Open Blog Weekend: Anesthetic by Faith Cotter
There were four things I was absolutely sure that I loved as a teenager: reading, writing, horseback riding, and medicine. I wanted to be a labor and delivery nurse. I wanted to be a nurse in the neonatal intensive care unit. I wanted to be a neonatologist. I wanted to be a perinatologist. I wanted to be all these things* and live in a barn, chucking hay around on Saturdays and falling asleep in the stalls of my favorite horses every night.
One of these interests resulted in a cyst on my lower back during a particularly hot summer (I’ll let you guess which). And, because I was 16, I was like, eh. It’ll go away. Except I was wrong! Surprise! Maybe I should have wanted to study tailbone cysts instead?
By the time I figured out that the cyst wouldn’t magically disappear, from what I remember the thing was so infected that, upon attempting to fix it (I’ll spare you the details), the local anesthetic didn’t work as well as it should have.
To deal with that, I rattled off details that I picked up from all of the medical books I lost myself in instead of doing my math homework. (Side note: Math is important. Do your math homework, kiddos.) It probably went something like this:
“I have a theory. Want to hear my theory? Okay, here’s my theory. OW. Anyway-OW-there is this thing called cyclocephaly. And instead of a person’s brain splitting into two hemispheres like it is supposed to, sometimes it doesn’t and the brain isn’t split and the person only gets one eye. Maybe someone saw a person with that condition a very, very long time ago and turned it into a story, because they didn’t understand. Maybe that’s where the story of the cyclops came from.** OW OW OW ARE WE DONE YET?”
The doctor on the receiving end of all of this was an awesome man named Dr. Barksdale. After the procedure, we talked about medicine. He told me that when I graduated high school to stop by his office, because he wanted to talk more about my career goals and how medicine fit into all of that. (He also said something really incredible that I wish I could quote; however, I don’t know if he actually said it or not because pain killers.)
Two years go by. I graduate and call Dr. Barksdale up—who, by the way, had known of my family for a while at that point, as three of the four of us kids were patients of his at one time or another.
At the meeting, he shows me a picture from his youth—a black and white photograph of a group of children— and says something along the lines of not everyone in the photograph being able to get out. I am confused at this point, but still listening. He tells me, and I am paraphrasing because time has blurred his exact words, that I could make it out, or I could not make it out. That I had a choice. What was I going to do with it?
He went on to discuss the difference between understanding medical concepts and practicing medicine. And, though it’s been nearly ten years, I will never forget when he looked at me and said, “I have a medical journalist from The Wall Street Journal waiting outside to speak with me after our meeting.”
I won’t forget it because that’s when the light bulb went off. That’s when I knew that I wanted to work in the medical publishing field. It made perfect sense, and I’ve been working toward it ever since—all because someone listened to me.

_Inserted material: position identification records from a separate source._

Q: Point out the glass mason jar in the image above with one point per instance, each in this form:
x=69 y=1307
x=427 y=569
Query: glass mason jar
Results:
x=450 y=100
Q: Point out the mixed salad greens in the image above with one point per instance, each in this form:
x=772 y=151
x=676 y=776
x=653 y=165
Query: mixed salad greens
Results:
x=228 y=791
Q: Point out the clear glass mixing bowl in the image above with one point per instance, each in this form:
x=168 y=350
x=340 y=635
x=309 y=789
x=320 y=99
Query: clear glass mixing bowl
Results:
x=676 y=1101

If Dr. Barksdale hadn’t listened to me the day that the anesthetic didn’t quite work, I never would have shaped the value of words and storytelling into a career. I never would have studied journalism. I never would have started editing. I never would have wrote and published my own stories. I never would have gone to grad school for technical writing. I never would have given even one thought to applying to the medical writing and editing certificate program at the University of Chicago.

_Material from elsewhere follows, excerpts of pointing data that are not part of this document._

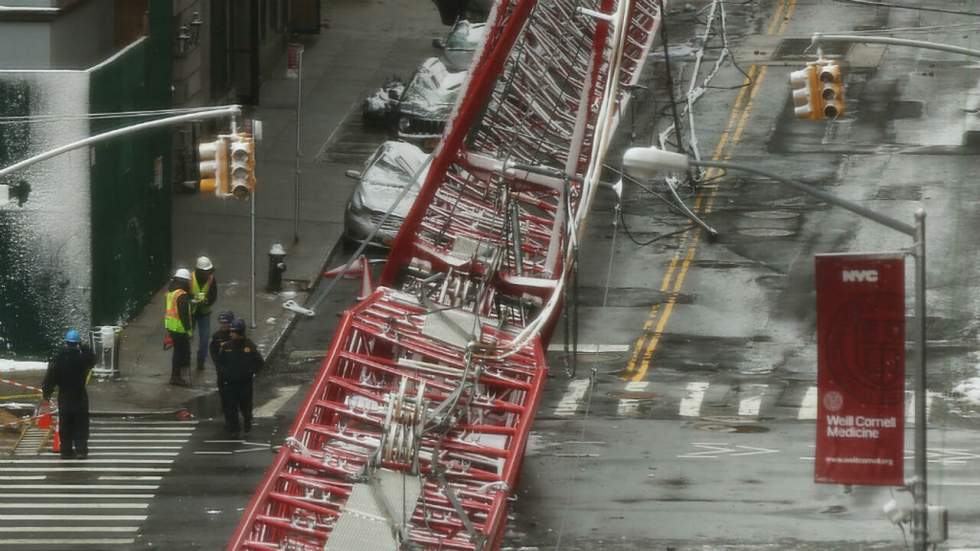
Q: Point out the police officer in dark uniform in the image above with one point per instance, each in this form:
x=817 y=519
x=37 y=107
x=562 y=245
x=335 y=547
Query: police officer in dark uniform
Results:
x=219 y=337
x=238 y=360
x=67 y=372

I never would have taken every opportunity I could to write about nuanced topics to show that I can do this, that I can act as a messenger between doctor and patient, that I can edit the articles medical professionals write, that I can compose hospital grants and work my tail off for the sake of getting information from Point A to Point B. Information is important. Information is empowering.
Looking back, I think Dr. Barksdale knew more about what was going on in my head and in my life than I did. As for the medical journalist he said he was going to meet? Well, for all I know that interview could have been conducted over the phone—or maybe age has erased the image.

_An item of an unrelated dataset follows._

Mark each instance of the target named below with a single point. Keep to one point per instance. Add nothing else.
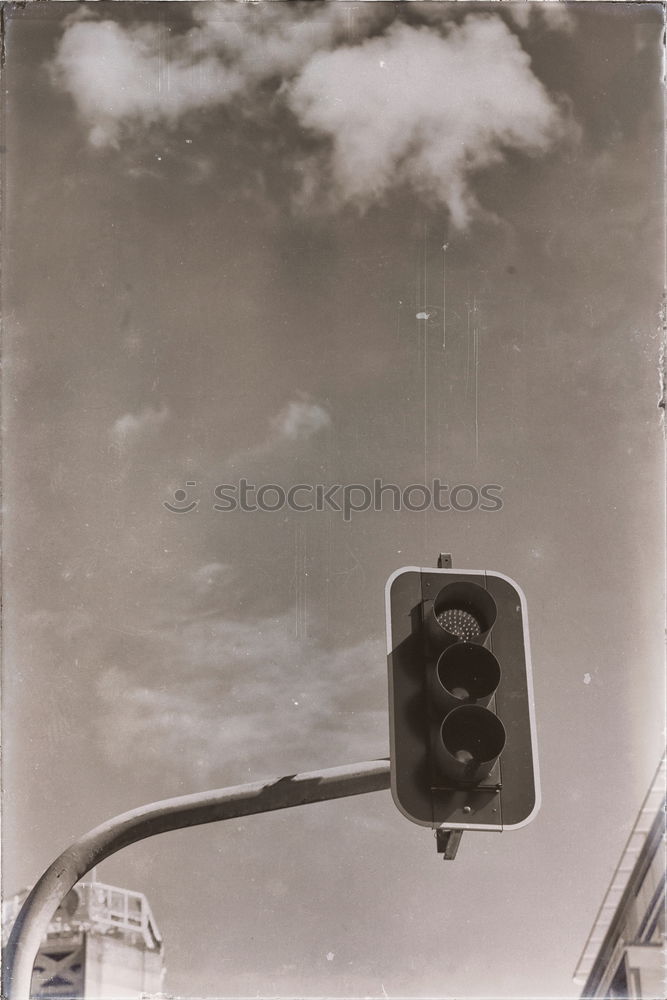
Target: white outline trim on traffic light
(529, 680)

But I don’t recall anyone being out in that hallway when I left.
*In case it wasn’t obvious, one of my favorite TV shows is the criminally underrated Call the Midwife.
**I in no way mean to undermine the humanity of persons born with this condition. I understand the importance of not blurring real people with fiction. I felt that people create stories from what they don’t know in an attempt to understand, and that was the tenuous connection my teenaged self was attempting to articulate. Also, I could be totally wrong about not only how the condition comes about, but the origin of the cyclops as well. I simply remember, at the time, thinking about this sort of thing a lot, and I didn’t want to be dishonest about that when writing the dialogue.